A week ago Rachel and I drove to Lido Beach, one of Sarasota’s natural treasures. We wanted to get a first-hand view of red tide and its impact. I covered my nose and mouth with a bandana. We arrived at 8:00 on a sunny Saturday morning. There was one car in the expansive parking lot. The beach was deserted. We were glad to see that the beach was not covered with dead fish. But we had to walk carefully to dodge the rotting fish scattered around the sandy beach. We observed a wide variety of fish of various sizes and several large horseshoe crabs. All were dead. Flies were buzzing around everywhere, and the smell was strong. We left after a few minutes.
Most years, red tide is gone by the end of March. The current exposure began in October, 2017, and there is no projected timeframe for an ending. In 2004 a red tide bloom lasted for 18 months, continuing through 2005 and part of 2006. The current bloom is over 150 miles long and between 10 and 20 miles deep. It extends from Collier County on the south through Manatee County on the north. Sarasota is located somewhere in the middle.

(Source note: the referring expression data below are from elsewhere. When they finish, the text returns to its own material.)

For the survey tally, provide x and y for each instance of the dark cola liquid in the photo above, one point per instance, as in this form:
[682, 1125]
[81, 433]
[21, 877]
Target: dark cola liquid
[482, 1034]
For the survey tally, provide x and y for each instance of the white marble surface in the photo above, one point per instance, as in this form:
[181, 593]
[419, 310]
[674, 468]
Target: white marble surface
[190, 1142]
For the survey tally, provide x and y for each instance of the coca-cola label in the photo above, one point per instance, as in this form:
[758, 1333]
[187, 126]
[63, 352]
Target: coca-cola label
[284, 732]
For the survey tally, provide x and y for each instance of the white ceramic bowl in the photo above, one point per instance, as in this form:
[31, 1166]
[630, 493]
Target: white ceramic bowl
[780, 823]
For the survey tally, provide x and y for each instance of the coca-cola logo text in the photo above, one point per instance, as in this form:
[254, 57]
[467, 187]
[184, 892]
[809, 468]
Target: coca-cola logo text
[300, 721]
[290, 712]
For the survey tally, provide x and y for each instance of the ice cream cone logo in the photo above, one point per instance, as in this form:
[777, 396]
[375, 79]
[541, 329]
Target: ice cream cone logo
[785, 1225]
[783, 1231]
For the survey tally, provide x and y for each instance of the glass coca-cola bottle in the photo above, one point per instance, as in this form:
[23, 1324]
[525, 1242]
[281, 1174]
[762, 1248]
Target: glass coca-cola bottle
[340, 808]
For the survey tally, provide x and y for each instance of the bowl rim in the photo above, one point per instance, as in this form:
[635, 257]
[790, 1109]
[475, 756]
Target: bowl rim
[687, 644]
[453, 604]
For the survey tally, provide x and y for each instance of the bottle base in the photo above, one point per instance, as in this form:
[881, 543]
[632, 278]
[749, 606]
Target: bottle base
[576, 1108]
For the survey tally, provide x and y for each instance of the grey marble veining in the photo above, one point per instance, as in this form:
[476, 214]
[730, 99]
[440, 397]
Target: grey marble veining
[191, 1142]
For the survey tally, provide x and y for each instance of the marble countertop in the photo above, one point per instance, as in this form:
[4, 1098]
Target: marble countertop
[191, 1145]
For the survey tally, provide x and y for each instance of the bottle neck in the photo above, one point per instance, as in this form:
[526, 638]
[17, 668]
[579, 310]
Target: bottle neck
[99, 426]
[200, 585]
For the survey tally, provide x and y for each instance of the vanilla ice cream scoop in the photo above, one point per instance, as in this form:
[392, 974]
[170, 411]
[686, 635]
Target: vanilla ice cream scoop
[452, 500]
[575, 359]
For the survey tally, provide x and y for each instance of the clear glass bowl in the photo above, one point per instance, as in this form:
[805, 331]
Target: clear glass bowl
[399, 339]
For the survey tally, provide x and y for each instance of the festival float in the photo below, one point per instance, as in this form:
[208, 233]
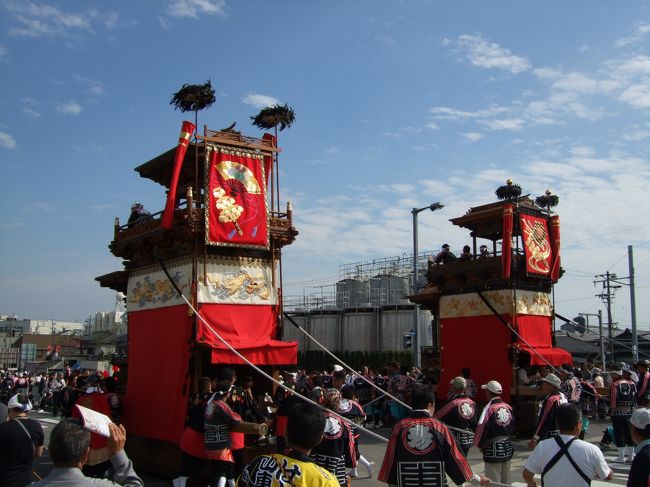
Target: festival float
[220, 241]
[495, 310]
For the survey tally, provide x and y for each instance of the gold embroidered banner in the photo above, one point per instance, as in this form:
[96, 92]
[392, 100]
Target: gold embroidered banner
[537, 245]
[504, 301]
[236, 212]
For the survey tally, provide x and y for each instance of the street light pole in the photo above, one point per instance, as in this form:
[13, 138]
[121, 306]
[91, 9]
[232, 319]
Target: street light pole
[416, 335]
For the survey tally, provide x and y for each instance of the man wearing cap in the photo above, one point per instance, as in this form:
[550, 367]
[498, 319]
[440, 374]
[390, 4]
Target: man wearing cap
[495, 426]
[546, 424]
[421, 450]
[622, 401]
[21, 441]
[218, 420]
[293, 466]
[640, 429]
[460, 413]
[565, 460]
[570, 387]
[336, 450]
[138, 214]
[643, 386]
[445, 255]
[284, 399]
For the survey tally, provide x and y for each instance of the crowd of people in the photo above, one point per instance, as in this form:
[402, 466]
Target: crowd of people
[315, 421]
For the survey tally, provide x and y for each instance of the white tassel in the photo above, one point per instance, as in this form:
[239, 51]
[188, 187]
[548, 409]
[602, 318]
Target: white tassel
[369, 466]
[180, 481]
[621, 455]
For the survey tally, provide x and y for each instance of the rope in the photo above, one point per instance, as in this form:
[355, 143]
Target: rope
[260, 371]
[534, 349]
[383, 392]
[375, 386]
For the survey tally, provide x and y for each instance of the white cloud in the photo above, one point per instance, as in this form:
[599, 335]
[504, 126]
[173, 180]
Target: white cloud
[640, 32]
[70, 108]
[385, 39]
[36, 20]
[260, 101]
[195, 8]
[580, 83]
[636, 135]
[448, 113]
[94, 87]
[547, 73]
[7, 141]
[637, 96]
[503, 124]
[31, 113]
[629, 68]
[489, 55]
[472, 136]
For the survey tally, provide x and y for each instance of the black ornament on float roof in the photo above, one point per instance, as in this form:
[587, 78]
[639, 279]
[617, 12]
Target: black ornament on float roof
[509, 191]
[192, 98]
[547, 200]
[272, 117]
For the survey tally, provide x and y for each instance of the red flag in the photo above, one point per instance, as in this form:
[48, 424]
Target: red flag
[506, 247]
[237, 210]
[537, 247]
[183, 141]
[555, 247]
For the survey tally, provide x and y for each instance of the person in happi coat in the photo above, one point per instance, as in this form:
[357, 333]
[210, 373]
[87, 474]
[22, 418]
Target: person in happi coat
[495, 427]
[460, 413]
[421, 451]
[546, 423]
[336, 450]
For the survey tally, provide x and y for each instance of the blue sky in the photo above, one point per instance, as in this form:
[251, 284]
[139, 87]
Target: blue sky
[398, 104]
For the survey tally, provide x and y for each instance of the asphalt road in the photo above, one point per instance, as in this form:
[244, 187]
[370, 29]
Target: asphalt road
[373, 449]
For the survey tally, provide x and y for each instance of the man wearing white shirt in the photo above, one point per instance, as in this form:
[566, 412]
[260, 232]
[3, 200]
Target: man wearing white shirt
[565, 460]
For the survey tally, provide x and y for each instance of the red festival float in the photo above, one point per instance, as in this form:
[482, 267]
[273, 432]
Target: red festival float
[495, 309]
[220, 241]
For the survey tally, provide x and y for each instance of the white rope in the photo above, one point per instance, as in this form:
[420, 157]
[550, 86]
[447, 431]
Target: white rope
[505, 322]
[261, 372]
[375, 386]
[383, 392]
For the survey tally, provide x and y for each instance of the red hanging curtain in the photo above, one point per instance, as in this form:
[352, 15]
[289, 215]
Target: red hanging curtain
[555, 247]
[506, 247]
[487, 357]
[157, 387]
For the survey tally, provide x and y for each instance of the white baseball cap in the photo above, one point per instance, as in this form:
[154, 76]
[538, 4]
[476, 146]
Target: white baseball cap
[641, 419]
[553, 379]
[14, 402]
[493, 386]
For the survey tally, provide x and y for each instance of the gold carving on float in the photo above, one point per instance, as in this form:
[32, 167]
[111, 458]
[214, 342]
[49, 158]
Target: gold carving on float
[155, 291]
[537, 245]
[242, 285]
[505, 301]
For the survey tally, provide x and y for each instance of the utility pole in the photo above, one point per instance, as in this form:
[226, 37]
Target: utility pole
[606, 297]
[600, 331]
[635, 340]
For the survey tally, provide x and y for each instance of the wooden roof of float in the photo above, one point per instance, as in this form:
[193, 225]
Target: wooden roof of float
[160, 168]
[486, 221]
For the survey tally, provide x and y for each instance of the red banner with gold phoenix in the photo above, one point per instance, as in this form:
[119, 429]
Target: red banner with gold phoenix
[237, 213]
[537, 246]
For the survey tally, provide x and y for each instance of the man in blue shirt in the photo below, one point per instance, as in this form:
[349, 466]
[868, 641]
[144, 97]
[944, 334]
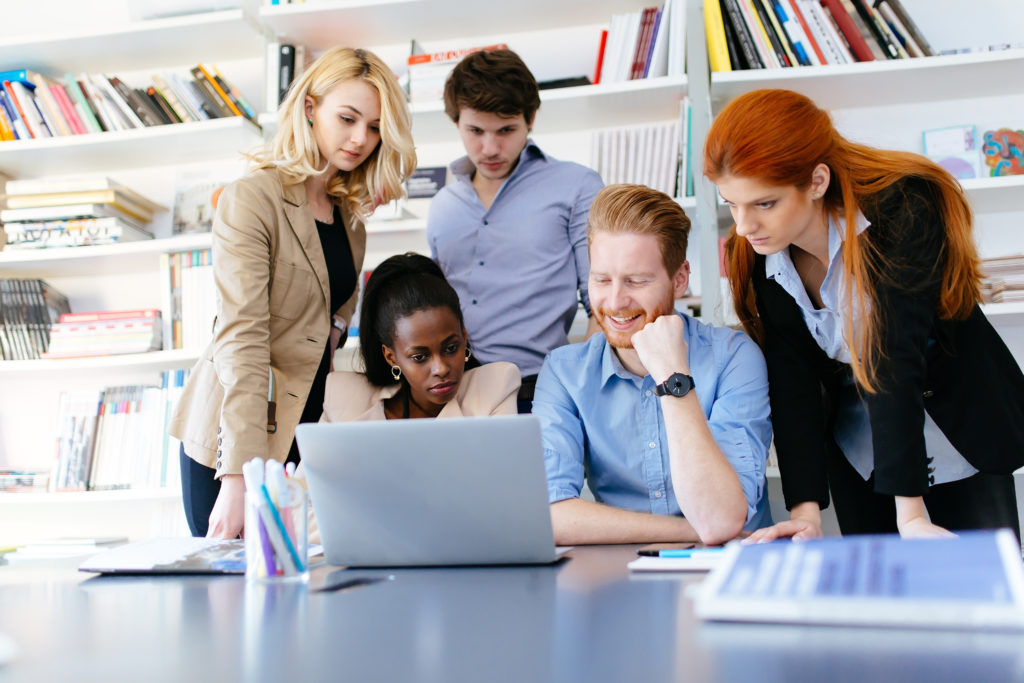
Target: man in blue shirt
[666, 417]
[509, 230]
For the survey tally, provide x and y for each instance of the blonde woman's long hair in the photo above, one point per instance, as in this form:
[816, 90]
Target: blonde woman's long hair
[295, 154]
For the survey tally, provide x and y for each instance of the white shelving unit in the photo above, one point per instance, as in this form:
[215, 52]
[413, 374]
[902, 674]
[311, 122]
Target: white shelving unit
[175, 143]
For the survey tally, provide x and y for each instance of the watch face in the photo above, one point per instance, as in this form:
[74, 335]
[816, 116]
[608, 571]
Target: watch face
[678, 384]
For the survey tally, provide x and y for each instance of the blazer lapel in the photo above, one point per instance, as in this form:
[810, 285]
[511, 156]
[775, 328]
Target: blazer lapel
[300, 219]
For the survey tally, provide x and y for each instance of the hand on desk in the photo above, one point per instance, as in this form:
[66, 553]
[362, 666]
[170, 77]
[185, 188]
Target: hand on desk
[804, 523]
[228, 514]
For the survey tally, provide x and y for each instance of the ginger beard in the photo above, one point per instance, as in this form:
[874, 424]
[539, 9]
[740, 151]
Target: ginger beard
[620, 326]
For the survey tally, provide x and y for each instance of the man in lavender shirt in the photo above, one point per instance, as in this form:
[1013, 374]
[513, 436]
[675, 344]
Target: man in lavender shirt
[510, 230]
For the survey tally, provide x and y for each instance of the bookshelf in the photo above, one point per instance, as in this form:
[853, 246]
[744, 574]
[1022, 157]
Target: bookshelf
[128, 275]
[884, 103]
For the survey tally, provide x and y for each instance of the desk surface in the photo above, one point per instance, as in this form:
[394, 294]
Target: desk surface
[585, 619]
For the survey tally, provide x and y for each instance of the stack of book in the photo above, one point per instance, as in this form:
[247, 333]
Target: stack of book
[189, 298]
[34, 105]
[428, 72]
[28, 310]
[117, 437]
[1003, 279]
[74, 212]
[644, 155]
[772, 34]
[648, 43]
[105, 333]
[16, 480]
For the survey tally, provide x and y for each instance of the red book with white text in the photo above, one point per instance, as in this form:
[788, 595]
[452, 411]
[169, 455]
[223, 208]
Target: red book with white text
[600, 56]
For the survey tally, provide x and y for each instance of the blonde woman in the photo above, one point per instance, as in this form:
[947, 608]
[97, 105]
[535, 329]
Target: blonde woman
[288, 245]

The Sarasota papers update the fish kill every week. A recent report stated that over 200 tons of dead fish have been removed from beaches in Sarasota and Manatee Counties. That is a lot of fish!
Red tide has been recorded in Florida since the 1800’s. There has never been a successful intervention to eliminate it. Many scientists believe that worsening red tide in recent years is being caused by climate change, rising water temperature, and man-made pollution flowing into the Gulf. It happens that tomorrow is a state-wide, primary election in Florida. Political candidates for national and state offices have struggled to identify policies and strategies to address the red tide crisis. In a recent debate, a candidate for Governor expressed frustration, telling the audience if they would just tell him what to do to eliminate red tide, he would happily do it.
Scientists at Mote Marine Laboratory and Aquarium in Sarasota have been studying red tide for decades. One of the lead scientists is Dr. Rich Pierce. Rich was our next-door neighbor when we lived in Sarasota in the 1980’s. Articles in the Sarasota paper have described two different strategies outlined by Mote scientists. The first idea is to bombard the toxic algae with ozone. The ozone kills the algae and its toxins and restores oxygen that is depleted by the red tide. The problem is that the technology can only treat small bodies of water, and is not practical to be used in the Gulf or in larger bays or estuaries. Ozone treatment is being tested in one small canal in Sarasota.
A second idea proposed by scientists at Mote was that we just wait for a major weather event like a hurricane to blow the toxic algae bloom out of the area. That sounds simple enough. It doesn’t require extensive technology. Both algae and hurricanes are part of the natural cycle of nature. Let them run their course. I bet some of the confused politicians will jump on that bandwagon. It sounds kind of like debates about climate change.
Wait a minute! A hurricane? Are you kidding me? That’s the best they can do?
Here’s hoping that our elected officials will find ways to curb the pollutants flowing into our waters and into the air to mitigate man-made contributors to Red Tide outbreaks. I’ll keep my fingers crossed that more and better technologies will be developed to combat red tide when it approaches our shores. Until then, Rachel and I have the emergency supplies handy and the evacuation bag packed.